La existencia de un instrumento en vigor no garantiza su estabilidad. Defectos en su tramitación, insuficiente motivación o posibles incompatibilidades con normativa sectorial pueden dar lugar a su impugnación.
Cuando la viabilidad de la operación depende de un marco normativo expuesto a este tipo de contingencias, el riesgo deja de ser meramente técnico para convertirse en estructural.
Otro supuesto relevante es aquel en el que la obtención de licencias se presenta como altamente probable, pero descansa sobre interpretaciones jurídicas discutibles o sobre criterios administrativos no consolidados.

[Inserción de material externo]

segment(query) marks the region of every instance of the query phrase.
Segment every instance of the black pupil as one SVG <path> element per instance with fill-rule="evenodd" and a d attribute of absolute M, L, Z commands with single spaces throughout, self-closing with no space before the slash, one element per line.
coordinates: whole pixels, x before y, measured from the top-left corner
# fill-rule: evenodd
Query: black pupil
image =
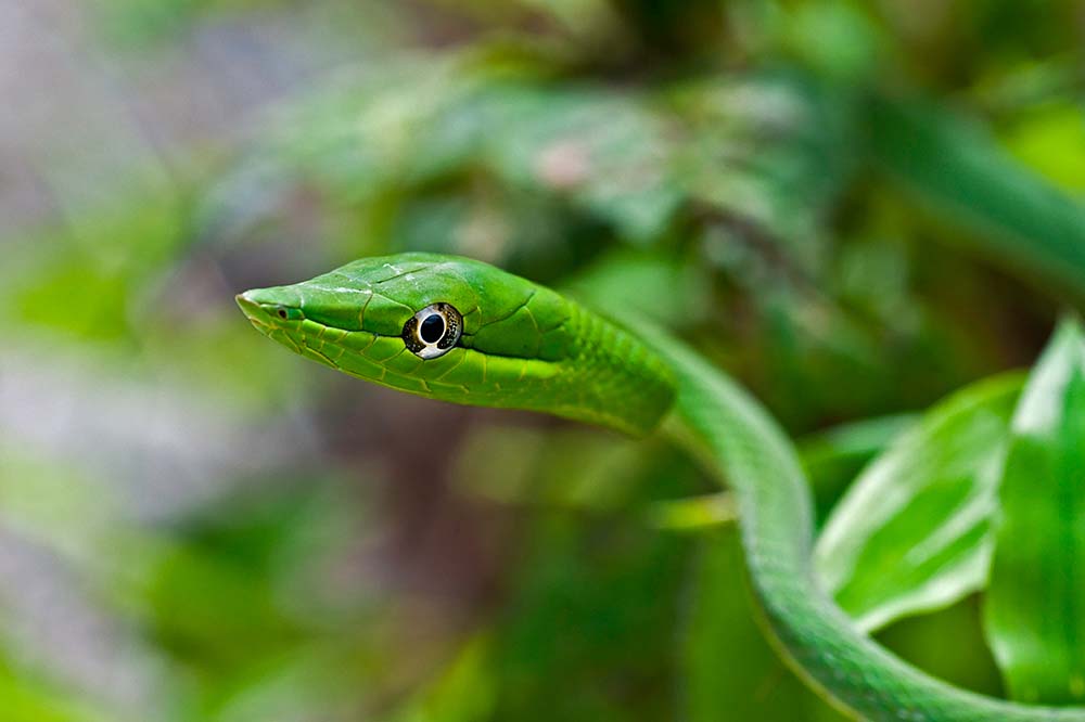
<path fill-rule="evenodd" d="M 445 320 L 436 313 L 431 313 L 422 320 L 418 334 L 426 344 L 436 344 L 445 335 Z"/>

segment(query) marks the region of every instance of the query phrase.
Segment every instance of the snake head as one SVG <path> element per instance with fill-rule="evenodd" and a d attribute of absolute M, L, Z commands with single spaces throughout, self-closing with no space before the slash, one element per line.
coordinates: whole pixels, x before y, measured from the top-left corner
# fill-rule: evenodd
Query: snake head
<path fill-rule="evenodd" d="M 631 334 L 468 258 L 363 258 L 237 299 L 258 331 L 302 356 L 444 401 L 643 434 L 673 396 L 666 368 Z"/>

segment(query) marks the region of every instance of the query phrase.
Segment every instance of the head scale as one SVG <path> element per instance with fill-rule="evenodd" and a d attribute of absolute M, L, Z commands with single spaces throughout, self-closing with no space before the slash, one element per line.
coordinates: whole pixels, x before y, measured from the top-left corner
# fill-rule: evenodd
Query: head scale
<path fill-rule="evenodd" d="M 673 399 L 666 365 L 631 334 L 481 261 L 363 258 L 238 296 L 265 335 L 366 381 L 444 401 L 651 430 Z"/>

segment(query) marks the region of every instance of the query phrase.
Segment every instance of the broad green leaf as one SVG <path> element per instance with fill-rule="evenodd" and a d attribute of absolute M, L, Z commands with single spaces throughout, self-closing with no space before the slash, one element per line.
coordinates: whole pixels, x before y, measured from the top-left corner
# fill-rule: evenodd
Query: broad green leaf
<path fill-rule="evenodd" d="M 1013 414 L 985 623 L 1010 696 L 1085 700 L 1085 335 L 1063 322 Z"/>
<path fill-rule="evenodd" d="M 934 407 L 867 467 L 830 515 L 817 573 L 857 624 L 876 630 L 983 586 L 991 519 L 1019 375 Z"/>

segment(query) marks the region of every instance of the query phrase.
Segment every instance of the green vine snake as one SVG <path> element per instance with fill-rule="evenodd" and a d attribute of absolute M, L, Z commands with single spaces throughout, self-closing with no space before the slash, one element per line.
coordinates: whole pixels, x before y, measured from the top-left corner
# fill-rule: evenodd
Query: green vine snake
<path fill-rule="evenodd" d="M 635 314 L 604 317 L 493 266 L 417 253 L 357 260 L 238 302 L 271 339 L 369 382 L 634 436 L 661 429 L 730 487 L 769 636 L 852 715 L 1085 721 L 1081 708 L 958 689 L 857 631 L 814 577 L 810 494 L 783 433 L 723 372 Z"/>

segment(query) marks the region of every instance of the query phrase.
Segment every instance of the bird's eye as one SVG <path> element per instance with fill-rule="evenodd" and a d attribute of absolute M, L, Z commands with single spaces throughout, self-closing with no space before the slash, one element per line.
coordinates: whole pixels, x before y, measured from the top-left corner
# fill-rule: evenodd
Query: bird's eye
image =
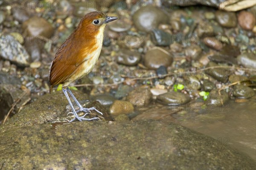
<path fill-rule="evenodd" d="M 93 20 L 93 23 L 95 25 L 99 24 L 99 21 L 98 20 Z"/>

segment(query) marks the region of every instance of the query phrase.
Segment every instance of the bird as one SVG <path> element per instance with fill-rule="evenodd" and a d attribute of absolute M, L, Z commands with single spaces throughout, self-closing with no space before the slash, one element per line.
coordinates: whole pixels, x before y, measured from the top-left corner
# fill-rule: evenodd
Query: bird
<path fill-rule="evenodd" d="M 49 71 L 49 93 L 54 85 L 62 84 L 62 91 L 75 117 L 70 120 L 67 120 L 70 122 L 76 119 L 79 121 L 100 119 L 98 117 L 85 118 L 93 110 L 103 115 L 95 107 L 83 108 L 68 86 L 72 82 L 90 73 L 98 60 L 101 51 L 106 24 L 118 19 L 116 17 L 108 17 L 101 11 L 86 14 L 55 54 Z M 78 110 L 75 110 L 68 93 L 79 107 Z M 79 116 L 78 113 L 81 112 L 85 114 Z"/>

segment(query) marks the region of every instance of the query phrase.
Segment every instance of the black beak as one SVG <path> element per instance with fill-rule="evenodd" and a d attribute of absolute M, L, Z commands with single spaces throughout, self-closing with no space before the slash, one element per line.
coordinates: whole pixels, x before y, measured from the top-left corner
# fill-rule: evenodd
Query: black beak
<path fill-rule="evenodd" d="M 108 23 L 114 21 L 118 19 L 118 18 L 116 17 L 108 17 L 106 18 L 106 20 L 105 20 L 105 21 L 104 23 L 105 24 L 106 24 Z"/>

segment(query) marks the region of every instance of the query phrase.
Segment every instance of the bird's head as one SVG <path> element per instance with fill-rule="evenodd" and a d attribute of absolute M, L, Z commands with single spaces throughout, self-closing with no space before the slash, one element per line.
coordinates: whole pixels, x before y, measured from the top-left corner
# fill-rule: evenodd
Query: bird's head
<path fill-rule="evenodd" d="M 82 19 L 78 28 L 86 34 L 96 34 L 103 31 L 105 24 L 118 19 L 116 17 L 108 17 L 100 11 L 93 11 L 86 14 Z"/>

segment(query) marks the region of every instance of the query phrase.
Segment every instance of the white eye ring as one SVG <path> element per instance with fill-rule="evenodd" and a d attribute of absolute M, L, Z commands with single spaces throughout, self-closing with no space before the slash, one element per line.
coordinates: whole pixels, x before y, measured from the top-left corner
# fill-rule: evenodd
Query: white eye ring
<path fill-rule="evenodd" d="M 93 21 L 93 24 L 94 25 L 99 25 L 100 23 L 100 21 L 99 20 L 94 20 Z"/>

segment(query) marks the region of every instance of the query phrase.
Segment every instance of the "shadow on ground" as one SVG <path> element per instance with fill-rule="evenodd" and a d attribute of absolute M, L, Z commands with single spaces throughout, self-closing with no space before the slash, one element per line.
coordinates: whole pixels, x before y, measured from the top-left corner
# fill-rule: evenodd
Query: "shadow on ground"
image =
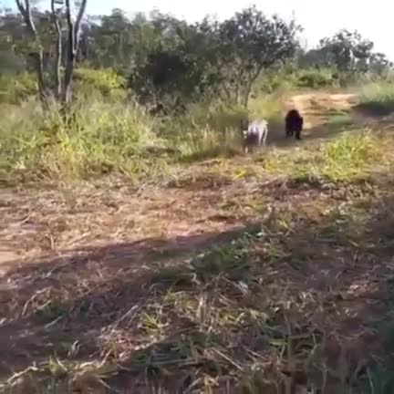
<path fill-rule="evenodd" d="M 242 385 L 259 372 L 271 389 L 323 379 L 337 392 L 344 362 L 358 384 L 392 307 L 393 212 L 392 199 L 286 208 L 224 233 L 31 262 L 0 279 L 2 375 L 54 355 L 107 358 L 131 392 L 192 392 Z"/>

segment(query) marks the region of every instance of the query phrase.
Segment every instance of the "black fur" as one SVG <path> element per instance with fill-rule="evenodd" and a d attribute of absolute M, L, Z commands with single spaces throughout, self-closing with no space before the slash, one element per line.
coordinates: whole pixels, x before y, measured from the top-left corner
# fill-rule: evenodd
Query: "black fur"
<path fill-rule="evenodd" d="M 296 109 L 290 109 L 285 118 L 286 137 L 296 133 L 296 139 L 301 140 L 301 131 L 304 127 L 304 118 Z"/>

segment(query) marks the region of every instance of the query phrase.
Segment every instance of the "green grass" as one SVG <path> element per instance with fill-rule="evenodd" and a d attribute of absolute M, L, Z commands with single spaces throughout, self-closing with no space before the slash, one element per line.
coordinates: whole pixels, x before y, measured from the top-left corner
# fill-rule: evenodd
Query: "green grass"
<path fill-rule="evenodd" d="M 252 116 L 279 112 L 271 98 L 254 102 Z M 247 114 L 223 103 L 196 104 L 187 117 L 158 119 L 142 108 L 93 95 L 66 121 L 54 104 L 43 112 L 31 101 L 0 107 L 0 176 L 83 180 L 105 173 L 131 180 L 168 173 L 177 161 L 232 157 L 241 150 L 239 125 Z"/>
<path fill-rule="evenodd" d="M 251 114 L 277 119 L 282 98 L 257 98 Z M 70 382 L 104 393 L 107 385 L 124 378 L 152 394 L 227 389 L 275 394 L 285 392 L 290 370 L 299 389 L 307 380 L 327 393 L 390 392 L 394 155 L 389 135 L 360 129 L 348 113 L 337 112 L 327 127 L 345 128 L 340 136 L 237 157 L 237 127 L 245 115 L 238 107 L 200 103 L 188 116 L 158 119 L 119 99 L 97 98 L 78 105 L 76 119 L 66 120 L 56 106 L 49 113 L 34 102 L 0 107 L 2 177 L 22 172 L 91 181 L 115 173 L 140 182 L 164 177 L 155 203 L 161 196 L 166 203 L 149 217 L 155 230 L 170 226 L 165 220 L 180 220 L 189 235 L 189 226 L 195 224 L 189 220 L 192 210 L 201 212 L 202 226 L 205 213 L 214 208 L 222 218 L 235 217 L 235 223 L 224 228 L 243 227 L 220 244 L 209 238 L 199 250 L 177 254 L 173 243 L 164 251 L 161 247 L 160 264 L 152 257 L 153 244 L 148 253 L 136 254 L 137 268 L 130 253 L 118 264 L 102 262 L 98 270 L 89 265 L 84 271 L 85 260 L 80 265 L 72 260 L 60 269 L 43 264 L 38 271 L 16 273 L 10 282 L 16 287 L 5 286 L 9 297 L 5 318 L 28 319 L 40 357 L 0 389 L 35 392 L 39 386 L 53 392 L 56 384 Z M 108 208 L 108 188 L 102 197 L 95 195 L 98 206 L 102 198 Z M 178 189 L 176 194 L 169 192 L 171 188 Z M 176 198 L 166 201 L 167 194 Z M 91 202 L 86 196 L 78 199 L 81 206 Z M 74 203 L 69 196 L 59 201 Z M 136 213 L 151 213 L 143 203 L 141 198 Z M 71 205 L 59 209 L 61 219 L 72 217 L 78 227 L 78 215 L 67 216 L 75 210 Z M 117 200 L 116 205 L 128 214 L 126 201 Z M 89 226 L 98 213 L 78 214 L 88 233 L 100 225 L 98 221 Z M 132 223 L 126 221 L 125 228 L 118 223 L 117 234 L 143 233 L 149 245 L 152 228 L 145 221 L 137 223 L 138 214 L 133 212 Z M 111 221 L 103 217 L 106 236 L 112 235 Z M 52 223 L 62 222 L 46 218 L 45 223 L 50 233 Z M 50 233 L 55 244 L 67 239 L 57 227 Z M 112 254 L 119 258 L 122 252 L 108 254 Z M 94 266 L 94 258 L 87 260 Z M 49 276 L 61 286 L 52 286 Z M 37 288 L 23 287 L 32 281 Z M 374 292 L 377 287 L 382 294 Z M 378 316 L 364 311 L 376 306 L 366 299 L 378 301 Z M 355 316 L 360 316 L 357 324 Z M 366 346 L 360 356 L 352 340 L 371 333 L 386 352 L 369 348 L 374 342 L 368 340 L 359 345 Z M 85 349 L 91 352 L 88 358 Z"/>

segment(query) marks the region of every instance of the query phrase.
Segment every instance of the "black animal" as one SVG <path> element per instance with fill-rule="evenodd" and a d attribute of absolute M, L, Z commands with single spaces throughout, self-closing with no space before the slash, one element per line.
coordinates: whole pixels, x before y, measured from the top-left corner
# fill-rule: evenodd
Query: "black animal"
<path fill-rule="evenodd" d="M 301 140 L 301 131 L 304 127 L 304 118 L 296 109 L 290 109 L 285 119 L 286 137 L 296 133 L 296 139 Z"/>

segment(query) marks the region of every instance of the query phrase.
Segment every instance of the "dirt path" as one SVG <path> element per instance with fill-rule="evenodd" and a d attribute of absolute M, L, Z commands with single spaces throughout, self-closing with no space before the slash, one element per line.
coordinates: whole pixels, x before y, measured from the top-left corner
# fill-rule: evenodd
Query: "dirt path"
<path fill-rule="evenodd" d="M 354 103 L 354 95 L 318 93 L 286 105 L 315 138 L 335 135 L 327 120 Z M 303 357 L 323 337 L 333 371 L 343 347 L 349 370 L 368 367 L 375 337 L 364 326 L 385 313 L 380 292 L 392 276 L 392 253 L 381 243 L 391 237 L 391 210 L 377 204 L 353 223 L 345 208 L 369 195 L 369 185 L 270 178 L 255 175 L 258 168 L 256 157 L 240 156 L 195 163 L 160 187 L 109 181 L 0 190 L 0 382 L 56 352 L 79 361 L 110 355 L 143 373 L 145 362 L 175 365 L 174 381 L 194 368 L 202 380 L 213 358 L 231 371 L 230 385 L 234 366 L 248 370 L 239 360 L 268 359 L 261 333 L 270 324 L 267 338 L 299 337 Z M 331 208 L 339 205 L 339 213 Z M 233 241 L 240 232 L 253 237 L 255 222 L 258 235 L 237 248 Z M 219 253 L 196 258 L 196 250 L 218 244 Z M 292 306 L 290 320 L 281 320 L 290 313 L 284 305 Z"/>
<path fill-rule="evenodd" d="M 293 96 L 286 107 L 296 108 L 304 116 L 305 129 L 318 127 L 337 111 L 349 110 L 357 103 L 355 94 L 308 93 Z"/>
<path fill-rule="evenodd" d="M 349 109 L 354 100 L 355 96 L 350 94 L 303 94 L 294 96 L 286 107 L 300 110 L 305 117 L 305 135 L 312 136 L 322 132 L 332 111 Z M 329 128 L 325 131 L 329 133 Z M 283 140 L 282 130 L 277 134 L 277 139 Z M 24 257 L 54 254 L 77 244 L 134 242 L 148 236 L 176 238 L 220 232 L 239 223 L 239 209 L 229 217 L 221 212 L 221 206 L 228 200 L 241 201 L 247 186 L 235 182 L 232 188 L 221 191 L 218 182 L 232 181 L 202 181 L 200 189 L 197 181 L 191 191 L 150 190 L 138 197 L 127 188 L 110 192 L 86 188 L 61 192 L 2 190 L 0 275 Z M 253 195 L 250 191 L 249 195 Z"/>

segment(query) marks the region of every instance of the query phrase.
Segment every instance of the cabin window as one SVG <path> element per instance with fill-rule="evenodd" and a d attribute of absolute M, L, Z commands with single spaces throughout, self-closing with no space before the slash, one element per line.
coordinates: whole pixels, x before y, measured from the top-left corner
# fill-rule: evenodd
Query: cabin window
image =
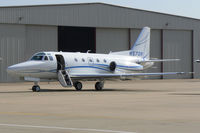
<path fill-rule="evenodd" d="M 49 59 L 50 59 L 50 61 L 53 61 L 53 57 L 52 56 L 49 56 Z"/>
<path fill-rule="evenodd" d="M 92 62 L 92 59 L 89 59 L 89 62 Z"/>
<path fill-rule="evenodd" d="M 45 53 L 37 53 L 36 55 L 34 55 L 31 60 L 42 60 L 44 57 Z"/>
<path fill-rule="evenodd" d="M 48 60 L 48 57 L 47 57 L 47 56 L 45 56 L 45 57 L 44 57 L 44 60 L 45 60 L 45 61 L 47 61 L 47 60 Z"/>

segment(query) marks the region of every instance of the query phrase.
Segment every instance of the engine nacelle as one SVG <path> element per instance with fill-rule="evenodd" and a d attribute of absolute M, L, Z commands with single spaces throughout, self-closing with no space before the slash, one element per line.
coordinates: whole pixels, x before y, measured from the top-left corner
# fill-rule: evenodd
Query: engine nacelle
<path fill-rule="evenodd" d="M 110 65 L 109 65 L 110 71 L 114 72 L 116 67 L 117 67 L 117 64 L 114 61 L 110 62 Z"/>

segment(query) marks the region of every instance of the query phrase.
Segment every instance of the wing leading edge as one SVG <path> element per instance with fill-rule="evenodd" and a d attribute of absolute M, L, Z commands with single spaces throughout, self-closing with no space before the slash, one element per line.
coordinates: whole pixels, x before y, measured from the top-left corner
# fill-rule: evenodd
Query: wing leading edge
<path fill-rule="evenodd" d="M 71 78 L 116 78 L 116 77 L 137 77 L 137 76 L 162 76 L 162 75 L 183 75 L 192 72 L 166 72 L 166 73 L 131 73 L 131 74 L 73 74 Z"/>

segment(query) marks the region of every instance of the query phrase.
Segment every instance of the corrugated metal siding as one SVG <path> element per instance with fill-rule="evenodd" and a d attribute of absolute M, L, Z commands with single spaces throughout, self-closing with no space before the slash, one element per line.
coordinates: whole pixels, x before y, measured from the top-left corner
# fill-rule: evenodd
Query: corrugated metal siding
<path fill-rule="evenodd" d="M 129 49 L 128 29 L 96 29 L 96 52 L 109 53 Z"/>
<path fill-rule="evenodd" d="M 26 26 L 25 59 L 39 51 L 57 51 L 57 27 Z"/>
<path fill-rule="evenodd" d="M 0 24 L 0 82 L 17 81 L 10 77 L 8 66 L 24 61 L 25 26 Z"/>
<path fill-rule="evenodd" d="M 200 29 L 193 31 L 193 59 L 200 59 Z M 200 78 L 200 63 L 193 63 L 194 78 Z"/>
<path fill-rule="evenodd" d="M 192 31 L 163 31 L 163 57 L 181 59 L 163 63 L 164 72 L 192 71 Z M 191 78 L 191 75 L 164 76 L 164 78 Z"/>
<path fill-rule="evenodd" d="M 106 4 L 0 8 L 0 23 L 88 27 L 191 29 L 198 20 Z"/>
<path fill-rule="evenodd" d="M 131 29 L 131 44 L 133 45 L 138 38 L 141 30 Z M 161 59 L 161 30 L 151 30 L 150 58 Z M 150 69 L 144 72 L 161 72 L 161 63 L 155 63 Z M 161 76 L 147 77 L 148 79 L 160 79 Z"/>
<path fill-rule="evenodd" d="M 0 82 L 18 81 L 7 74 L 8 66 L 50 50 L 57 51 L 57 27 L 0 24 Z"/>

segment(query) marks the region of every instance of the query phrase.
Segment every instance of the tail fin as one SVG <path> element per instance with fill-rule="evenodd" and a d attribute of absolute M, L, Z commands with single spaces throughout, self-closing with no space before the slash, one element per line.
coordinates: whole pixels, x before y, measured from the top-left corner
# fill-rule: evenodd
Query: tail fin
<path fill-rule="evenodd" d="M 150 57 L 150 28 L 144 27 L 138 36 L 136 42 L 133 44 L 130 52 L 130 56 L 139 56 L 143 59 L 149 59 Z"/>
<path fill-rule="evenodd" d="M 110 52 L 109 54 L 139 56 L 148 60 L 150 57 L 150 28 L 144 27 L 142 29 L 140 35 L 130 50 Z"/>

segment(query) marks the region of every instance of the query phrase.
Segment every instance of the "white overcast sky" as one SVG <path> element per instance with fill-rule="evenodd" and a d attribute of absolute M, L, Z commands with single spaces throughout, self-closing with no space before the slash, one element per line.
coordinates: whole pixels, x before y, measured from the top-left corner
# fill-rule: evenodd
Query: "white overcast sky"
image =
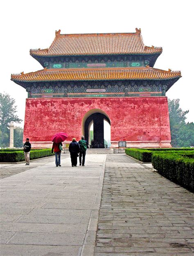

En estos casos, la operación se apoya más en expectativas que en certezas, lo que introduce un nivel de incertidumbre difícil de integrar en una planificación financiera rigurosa.
También merece especial atención la existencia de informes sectoriales condicionantes o insuficientemente motivados.
La aparente superación de estos requisitos no siempre implica su plena validez. Informes genéricos, emitidos sin un análisis exhaustivo o sin adecuada justificación, pueden ser posteriormente cuestionados, afectando directamente a la legalidad del proyecto.
Detección de irregularidades
En una línea similar, la detección de irregularidades en la tramitación administrativa constituye un indicador relevante.
Defectos en procedimientos de información pública, en la práctica del trámite de audiencia o en la motivación de resoluciones pueden no impedir el avance inicial del proyecto, pero sí comprometer su estabilidad jurídica a medio plazo.
A ello se suma la consideración del entorno normativo. Proyectos situados en ámbitos sujetos a revisión de planeamiento, a cambios legislativos inminentes o a criterios interpretativos inestables incorporan un nivel adicional de incertidumbre.
En estos casos, la viabilidad del proyecto no depende únicamente de su situación actual, sino de la evolución futura de un marco normativo que no siempre resulta previsible.
Otro elemento que debe ser objeto de especial análisis es la desproporción entre el volumen de inversión y el nivel de riesgo urbanístico asumido.
Existen operaciones en las que, aun siendo identificables las contingencias, se decide avanzar bajo la premisa de que estas podrán ser gestionadas en fases posteriores. Sin embargo, cuando el impacto potencial de dichos riesgos afecta de forma directa a la estructura económica del proyecto, la decisión de invertir exige una reconsideración más profunda.
Conviene subrayar que la existencia de mecanismos de reacción, como la responsabilidad patrimonial de la Administración, no elimina el riesgo inicial. La posibilidad de una eventual indemnización no compensa, en la mayoría de los casos, la paralización de un proyecto, la pérdida de oportunidades de mercado o el deterioro de la posición financiera del inversor.
La decisión de no invertir, en estos supuestos, no debe interpretarse como una renuncia, sino como una forma de gestión del riesgo. En determinados contextos, la mejor operación es aquella que no se ejecuta. Esta idea, aunque incómoda, resulta esencial en operaciones de alto valor: no toda oportunidad aparente merece convertirse en inversión si su base urbanística no ofrece una estabilidad razonable.
En proyectos de alto valor, el análisis urbanístico no puede limitarse a verificar la viabilidad formal de la actuación. Debe orientarse a identificar los elementos que pueden comprometerla y a valorar si estos son compatibles con los objetivos económicos de la inversión.
Porque, en última instancia, la diferencia entre una inversión acertada y una operación fallida no siempre radica en la ejecución del proyecto, sino en la decisión inicial de llevarlo a cabo.